My two buddies shrugged their shoulders. “They won't buy, Bernie,” Crench said. “Not even the second graders. Feenman and I think you should give up.”

“Give up?” I cried. I jumped in front of them. “Give up? Give up and eat gummy pizza for the rest
of the year? I'd rather starve!”

“But, Bernie—” Feenman started.

“Dudes—whoa. Hold on,” I said. “Did you sell any tickets to Sherman?”

Sherman Oaks is the spoiled, rich kid who lives in the dorm across from us, the dorm we all hate. It's called Nyce House.

“No. Sherman Oaks wouldn't buy any,” Feenman said. “Sherman said he
likes
soggy pizza. He said he pays extra for soggy crust.”
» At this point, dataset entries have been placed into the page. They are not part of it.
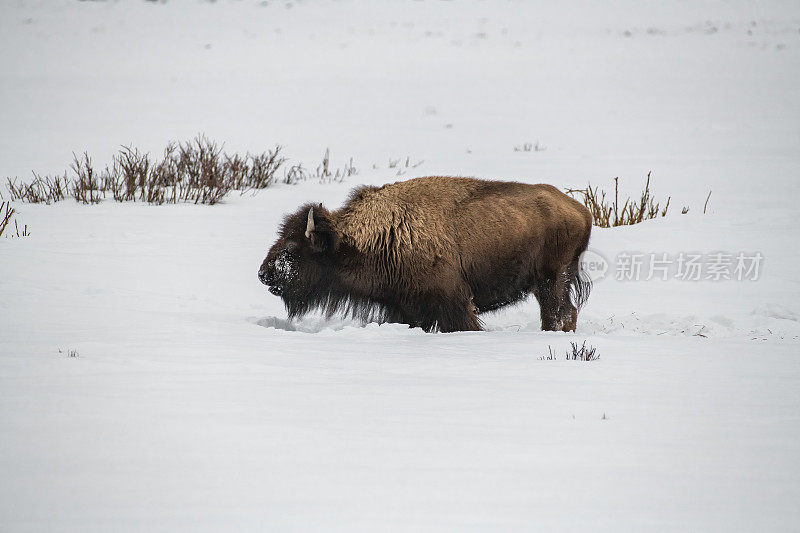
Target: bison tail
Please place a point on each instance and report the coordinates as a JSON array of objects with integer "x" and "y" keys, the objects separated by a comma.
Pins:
[{"x": 580, "y": 285}]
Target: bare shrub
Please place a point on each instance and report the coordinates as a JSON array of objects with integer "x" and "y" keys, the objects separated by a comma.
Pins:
[
  {"x": 324, "y": 174},
  {"x": 295, "y": 174},
  {"x": 198, "y": 171},
  {"x": 6, "y": 214},
  {"x": 45, "y": 190}
]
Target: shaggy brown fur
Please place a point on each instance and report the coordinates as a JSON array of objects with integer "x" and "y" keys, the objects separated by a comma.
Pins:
[{"x": 435, "y": 252}]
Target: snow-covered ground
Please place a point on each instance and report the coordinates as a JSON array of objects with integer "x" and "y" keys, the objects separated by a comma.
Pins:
[{"x": 194, "y": 405}]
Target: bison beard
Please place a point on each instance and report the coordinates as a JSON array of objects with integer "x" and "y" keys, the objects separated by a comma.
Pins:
[{"x": 434, "y": 252}]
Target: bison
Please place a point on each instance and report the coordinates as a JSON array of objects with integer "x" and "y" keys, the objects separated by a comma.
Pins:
[{"x": 434, "y": 253}]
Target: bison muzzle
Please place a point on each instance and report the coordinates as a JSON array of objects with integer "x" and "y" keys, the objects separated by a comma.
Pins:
[{"x": 434, "y": 253}]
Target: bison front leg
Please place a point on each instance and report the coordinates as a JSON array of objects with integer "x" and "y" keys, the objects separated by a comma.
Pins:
[{"x": 549, "y": 292}]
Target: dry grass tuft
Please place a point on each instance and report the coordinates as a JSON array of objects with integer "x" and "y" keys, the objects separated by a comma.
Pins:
[
  {"x": 6, "y": 216},
  {"x": 198, "y": 172},
  {"x": 607, "y": 213}
]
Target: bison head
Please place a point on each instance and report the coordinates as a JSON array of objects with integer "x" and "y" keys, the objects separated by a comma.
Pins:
[{"x": 300, "y": 266}]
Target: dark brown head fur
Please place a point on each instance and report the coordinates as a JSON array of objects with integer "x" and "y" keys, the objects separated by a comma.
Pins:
[{"x": 434, "y": 252}]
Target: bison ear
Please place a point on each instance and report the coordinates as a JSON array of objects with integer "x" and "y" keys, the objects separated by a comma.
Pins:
[{"x": 323, "y": 240}]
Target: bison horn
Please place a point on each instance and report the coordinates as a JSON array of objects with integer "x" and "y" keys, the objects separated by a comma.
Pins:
[{"x": 310, "y": 226}]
“He would,” I muttered. “Well, there he is now.” I pointed. “Now take a lesson, guys. Watch Bernie go to work. Hide behind that tree and watch how it's done.”

Feenman grabbed my arm. “He won't buy, Bernie. Sherman won't buy a raffle ticket if he doesn't know the prize.”

“Just watch,” I said. “I'll make Sherman
beg
me to sell him some raffle tickets! He'll
beg
!”

I rubbed my hands together, thinking about how I'd handle Sherman Oaks.

“Hey, Sherman!” I shouted. “Sherman! Wait up!”